His team worked tirelessly behind the scenes, raising funds for workers during the strike, gaining support from residents and keeping in touch with the media.

Their victory triggered a wave of labor actions in public housing estates and forced the Hong Kong government to amend the law in 2019. A new clause requires contractors to pay employees contract termination fees.

However, as the cleaner’s contract expired last month, they complained that the employer had played an old trick: to intimidate the worker to resign, thereby paying severance pay. Some cleaners said they were tricked into signing additional contracts, depriving them of their right to tips, while a few refused to say that they were threatened with pay cuts and other penalties.

In today’s political environment, it is unimaginable that Du’s election campaign on behalf of the cleaner will be repeated. CTU no longer provides the same support, and their public allies have been removed from the political system. District councillor Yang Yu, allied with cleaners, was one of more than 200 opposition councillors who resigned under pressure in July.

“Grass-roots workers may not have a keen political acumen, but they are not ignorant,” Du said. “They realize that the people on their side are disintegrating, and their vocal confidence will be greatly affected.”

To said he is worried that it will become more and more difficult to amplify the voice of workers in Hong Kong. Advocates say that labor protection has been lax and poorly implemented.

“Hong Kong’s labor protection has always been weak.

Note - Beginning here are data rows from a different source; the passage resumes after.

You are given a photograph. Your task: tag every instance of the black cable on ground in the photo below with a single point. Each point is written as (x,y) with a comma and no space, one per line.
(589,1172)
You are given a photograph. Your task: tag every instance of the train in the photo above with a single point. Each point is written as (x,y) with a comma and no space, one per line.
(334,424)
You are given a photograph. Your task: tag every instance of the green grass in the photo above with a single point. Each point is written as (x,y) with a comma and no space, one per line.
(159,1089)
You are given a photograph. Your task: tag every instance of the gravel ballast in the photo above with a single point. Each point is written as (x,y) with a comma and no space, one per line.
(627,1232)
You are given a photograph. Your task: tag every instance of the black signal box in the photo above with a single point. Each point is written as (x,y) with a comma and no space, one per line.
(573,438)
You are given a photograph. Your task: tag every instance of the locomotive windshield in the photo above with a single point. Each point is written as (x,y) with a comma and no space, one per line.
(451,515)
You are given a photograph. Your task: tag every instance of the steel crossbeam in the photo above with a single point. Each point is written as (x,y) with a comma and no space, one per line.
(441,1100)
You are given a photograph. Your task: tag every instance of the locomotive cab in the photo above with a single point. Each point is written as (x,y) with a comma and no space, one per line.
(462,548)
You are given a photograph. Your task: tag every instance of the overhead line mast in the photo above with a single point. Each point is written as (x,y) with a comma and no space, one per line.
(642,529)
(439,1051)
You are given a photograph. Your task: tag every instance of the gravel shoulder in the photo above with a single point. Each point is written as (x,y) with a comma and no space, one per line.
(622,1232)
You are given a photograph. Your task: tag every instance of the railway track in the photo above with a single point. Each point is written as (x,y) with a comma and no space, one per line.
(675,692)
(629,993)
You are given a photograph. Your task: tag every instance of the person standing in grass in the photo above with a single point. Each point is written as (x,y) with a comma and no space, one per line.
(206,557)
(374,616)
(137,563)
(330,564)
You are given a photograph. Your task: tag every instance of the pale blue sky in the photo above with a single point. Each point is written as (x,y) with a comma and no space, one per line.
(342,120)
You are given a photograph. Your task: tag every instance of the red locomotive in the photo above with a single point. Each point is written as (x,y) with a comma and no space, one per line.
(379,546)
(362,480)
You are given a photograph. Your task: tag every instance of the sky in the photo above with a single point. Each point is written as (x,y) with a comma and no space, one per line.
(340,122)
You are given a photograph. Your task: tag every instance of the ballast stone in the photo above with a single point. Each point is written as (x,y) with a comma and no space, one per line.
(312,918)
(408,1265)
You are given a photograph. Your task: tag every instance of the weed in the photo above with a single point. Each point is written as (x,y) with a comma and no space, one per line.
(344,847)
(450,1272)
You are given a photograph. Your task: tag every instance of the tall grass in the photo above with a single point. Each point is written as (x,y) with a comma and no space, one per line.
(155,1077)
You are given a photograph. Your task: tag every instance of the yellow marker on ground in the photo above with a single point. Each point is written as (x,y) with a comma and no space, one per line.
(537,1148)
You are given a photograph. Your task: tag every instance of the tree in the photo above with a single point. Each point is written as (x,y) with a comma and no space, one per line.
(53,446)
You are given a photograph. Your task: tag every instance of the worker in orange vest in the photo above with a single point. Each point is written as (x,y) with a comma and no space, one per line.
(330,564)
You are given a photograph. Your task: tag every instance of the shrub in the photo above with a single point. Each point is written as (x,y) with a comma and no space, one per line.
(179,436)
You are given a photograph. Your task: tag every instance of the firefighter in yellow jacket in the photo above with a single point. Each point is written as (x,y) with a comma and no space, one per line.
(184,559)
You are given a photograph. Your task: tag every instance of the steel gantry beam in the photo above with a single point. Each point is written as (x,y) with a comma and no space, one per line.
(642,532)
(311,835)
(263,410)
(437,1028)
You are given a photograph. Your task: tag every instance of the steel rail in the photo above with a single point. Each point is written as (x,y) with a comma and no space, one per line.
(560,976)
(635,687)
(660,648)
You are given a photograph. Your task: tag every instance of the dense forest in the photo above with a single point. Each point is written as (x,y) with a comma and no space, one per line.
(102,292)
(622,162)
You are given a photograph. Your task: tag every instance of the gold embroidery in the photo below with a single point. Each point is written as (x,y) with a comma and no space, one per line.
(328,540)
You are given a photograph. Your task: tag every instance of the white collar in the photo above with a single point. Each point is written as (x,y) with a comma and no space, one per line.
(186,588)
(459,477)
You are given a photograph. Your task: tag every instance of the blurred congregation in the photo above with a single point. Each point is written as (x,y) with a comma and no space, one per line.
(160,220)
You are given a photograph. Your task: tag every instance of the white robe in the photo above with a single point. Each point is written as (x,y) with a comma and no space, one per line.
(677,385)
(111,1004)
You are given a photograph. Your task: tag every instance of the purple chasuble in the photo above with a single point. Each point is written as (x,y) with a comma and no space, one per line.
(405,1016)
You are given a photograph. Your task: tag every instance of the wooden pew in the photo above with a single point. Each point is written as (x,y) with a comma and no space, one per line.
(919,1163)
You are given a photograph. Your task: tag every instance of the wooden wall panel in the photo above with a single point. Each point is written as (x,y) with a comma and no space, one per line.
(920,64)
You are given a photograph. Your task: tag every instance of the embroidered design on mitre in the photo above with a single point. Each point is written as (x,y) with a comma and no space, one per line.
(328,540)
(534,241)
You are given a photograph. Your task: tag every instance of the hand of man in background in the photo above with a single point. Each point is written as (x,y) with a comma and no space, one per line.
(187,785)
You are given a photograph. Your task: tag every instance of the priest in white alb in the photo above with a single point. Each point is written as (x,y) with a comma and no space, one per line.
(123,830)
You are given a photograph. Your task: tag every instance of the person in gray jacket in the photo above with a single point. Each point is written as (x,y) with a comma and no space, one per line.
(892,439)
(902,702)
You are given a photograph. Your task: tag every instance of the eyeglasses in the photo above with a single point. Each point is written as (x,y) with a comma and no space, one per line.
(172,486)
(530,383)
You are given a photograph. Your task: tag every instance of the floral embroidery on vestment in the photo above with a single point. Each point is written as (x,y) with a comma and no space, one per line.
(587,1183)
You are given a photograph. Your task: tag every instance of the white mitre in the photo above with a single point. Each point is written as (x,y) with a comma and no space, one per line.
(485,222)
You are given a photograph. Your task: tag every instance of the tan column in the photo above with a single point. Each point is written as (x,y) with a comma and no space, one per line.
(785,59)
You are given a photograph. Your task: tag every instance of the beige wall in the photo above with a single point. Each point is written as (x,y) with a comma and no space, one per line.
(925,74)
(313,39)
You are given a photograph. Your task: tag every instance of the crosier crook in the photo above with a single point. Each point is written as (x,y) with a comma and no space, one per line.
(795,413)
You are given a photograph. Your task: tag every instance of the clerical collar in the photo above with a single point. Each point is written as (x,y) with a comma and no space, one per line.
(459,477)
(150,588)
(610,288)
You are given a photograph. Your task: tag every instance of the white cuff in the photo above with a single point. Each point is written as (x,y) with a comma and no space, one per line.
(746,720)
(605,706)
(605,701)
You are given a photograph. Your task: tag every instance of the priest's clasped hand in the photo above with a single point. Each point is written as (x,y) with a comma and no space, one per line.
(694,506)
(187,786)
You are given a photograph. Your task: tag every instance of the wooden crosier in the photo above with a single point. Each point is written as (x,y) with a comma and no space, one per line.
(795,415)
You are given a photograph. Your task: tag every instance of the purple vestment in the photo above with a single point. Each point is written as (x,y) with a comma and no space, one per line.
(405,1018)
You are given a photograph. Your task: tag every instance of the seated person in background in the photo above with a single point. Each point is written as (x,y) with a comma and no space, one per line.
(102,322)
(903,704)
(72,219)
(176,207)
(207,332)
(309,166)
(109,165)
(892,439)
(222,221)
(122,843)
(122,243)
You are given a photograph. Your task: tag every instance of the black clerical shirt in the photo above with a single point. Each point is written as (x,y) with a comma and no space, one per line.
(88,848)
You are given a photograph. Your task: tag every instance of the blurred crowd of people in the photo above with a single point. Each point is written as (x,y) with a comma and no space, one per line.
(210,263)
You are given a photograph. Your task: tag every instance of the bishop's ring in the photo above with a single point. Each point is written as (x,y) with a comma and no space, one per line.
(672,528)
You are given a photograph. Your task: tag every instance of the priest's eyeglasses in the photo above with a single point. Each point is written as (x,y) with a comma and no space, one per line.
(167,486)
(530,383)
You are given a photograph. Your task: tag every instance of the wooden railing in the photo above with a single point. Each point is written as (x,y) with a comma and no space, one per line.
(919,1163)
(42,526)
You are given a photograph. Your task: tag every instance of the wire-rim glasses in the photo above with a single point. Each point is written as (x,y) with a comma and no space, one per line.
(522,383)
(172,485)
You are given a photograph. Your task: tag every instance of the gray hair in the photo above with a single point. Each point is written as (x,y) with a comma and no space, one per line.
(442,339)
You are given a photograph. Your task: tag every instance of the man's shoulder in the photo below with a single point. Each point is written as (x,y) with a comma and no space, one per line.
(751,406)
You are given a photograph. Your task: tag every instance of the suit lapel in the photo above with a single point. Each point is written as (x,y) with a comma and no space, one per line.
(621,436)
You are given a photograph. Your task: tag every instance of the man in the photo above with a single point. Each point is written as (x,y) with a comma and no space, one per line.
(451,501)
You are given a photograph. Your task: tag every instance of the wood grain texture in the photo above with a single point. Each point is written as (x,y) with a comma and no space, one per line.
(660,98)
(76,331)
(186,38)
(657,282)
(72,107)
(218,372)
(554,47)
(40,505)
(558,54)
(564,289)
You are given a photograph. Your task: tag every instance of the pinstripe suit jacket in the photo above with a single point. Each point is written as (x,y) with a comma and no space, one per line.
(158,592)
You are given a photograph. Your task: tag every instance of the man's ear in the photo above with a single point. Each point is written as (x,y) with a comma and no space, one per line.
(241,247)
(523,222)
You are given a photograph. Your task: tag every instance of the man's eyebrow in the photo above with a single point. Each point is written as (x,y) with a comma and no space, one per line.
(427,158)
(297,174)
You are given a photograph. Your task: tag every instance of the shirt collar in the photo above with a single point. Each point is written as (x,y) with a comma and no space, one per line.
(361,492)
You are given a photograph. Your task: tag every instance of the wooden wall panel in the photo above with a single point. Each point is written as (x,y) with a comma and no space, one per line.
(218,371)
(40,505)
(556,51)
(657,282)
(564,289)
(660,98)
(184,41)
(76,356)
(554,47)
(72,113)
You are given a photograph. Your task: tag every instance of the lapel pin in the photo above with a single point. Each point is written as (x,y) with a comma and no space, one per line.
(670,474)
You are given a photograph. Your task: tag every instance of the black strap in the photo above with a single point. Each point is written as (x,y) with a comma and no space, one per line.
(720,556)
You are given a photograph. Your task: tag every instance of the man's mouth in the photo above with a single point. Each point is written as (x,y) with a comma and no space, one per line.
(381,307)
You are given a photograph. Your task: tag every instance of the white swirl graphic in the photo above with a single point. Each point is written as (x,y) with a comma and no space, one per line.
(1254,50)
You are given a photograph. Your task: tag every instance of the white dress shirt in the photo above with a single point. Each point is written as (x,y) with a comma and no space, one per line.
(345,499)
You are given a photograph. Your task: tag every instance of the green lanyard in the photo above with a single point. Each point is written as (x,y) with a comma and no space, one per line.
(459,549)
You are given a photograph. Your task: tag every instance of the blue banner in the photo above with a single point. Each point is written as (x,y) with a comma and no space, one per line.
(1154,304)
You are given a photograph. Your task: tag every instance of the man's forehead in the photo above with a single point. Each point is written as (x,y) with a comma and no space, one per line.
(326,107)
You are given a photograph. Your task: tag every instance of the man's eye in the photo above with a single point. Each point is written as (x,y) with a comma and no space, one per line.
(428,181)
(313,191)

Without our voice, the government might only take the initiative to improve policies when the pig is flying,” he said.

He Hongxing, the leader of the CTU’s former affiliated catering and hotel employees’ general union, said the government has done little to maintain the standards of the gig economy.

“Even without CTU, our network will not disappear. We will continue to organize,” He said. “But without any representatives in the parliamentary system, our propaganda will never reach the Legislative Council.”

Silver lining

However, as the case of Foodpanda couriers shows, there is a silver lining. Although the company did not increase the cost of each order on the grounds of its global strategy, it agreed to suspend interest rate cuts until June next year, and pay bonuses during peak hours and provide other forms of compensation.

After the agreement was reached, Foodpanda Hong Kong Operations Director Pedros Dias attributed the dispute to “miscommunication” with the team in an interview with the media, although many riders complained that they had little way to express their opinions.

He, who represented the Foodpanda rider during the negotiations, said that the unity of the workers is the key to their success and issued a powerful statement that cannot be ignored.

Although many progressive trade unions formed during the 2019 protests have been disbanded under political repression, He believes that social movements have stimulated a new political awakening and encouraged citizen participation.

“Citywide strikes may still be out of reach, but people realize that through strikes, they are participating in industrial actions that may affect the city’s politics and economy,” He said.

“Workers are beginning to understand that when they find a problem, they must speak up. The Solidarity boat may have disappeared, but people are still alive and doing their best in their respective industries.”

As for Ahmed, he was back on his motorcycle. He was not completely satisfied with the results of the strike and admitted that he had to compromise. But he is delivering food now, and he knows that the couriers can use their collective power to demand change.

“This is for our home, our family and our survival in Hong Kong,” he said.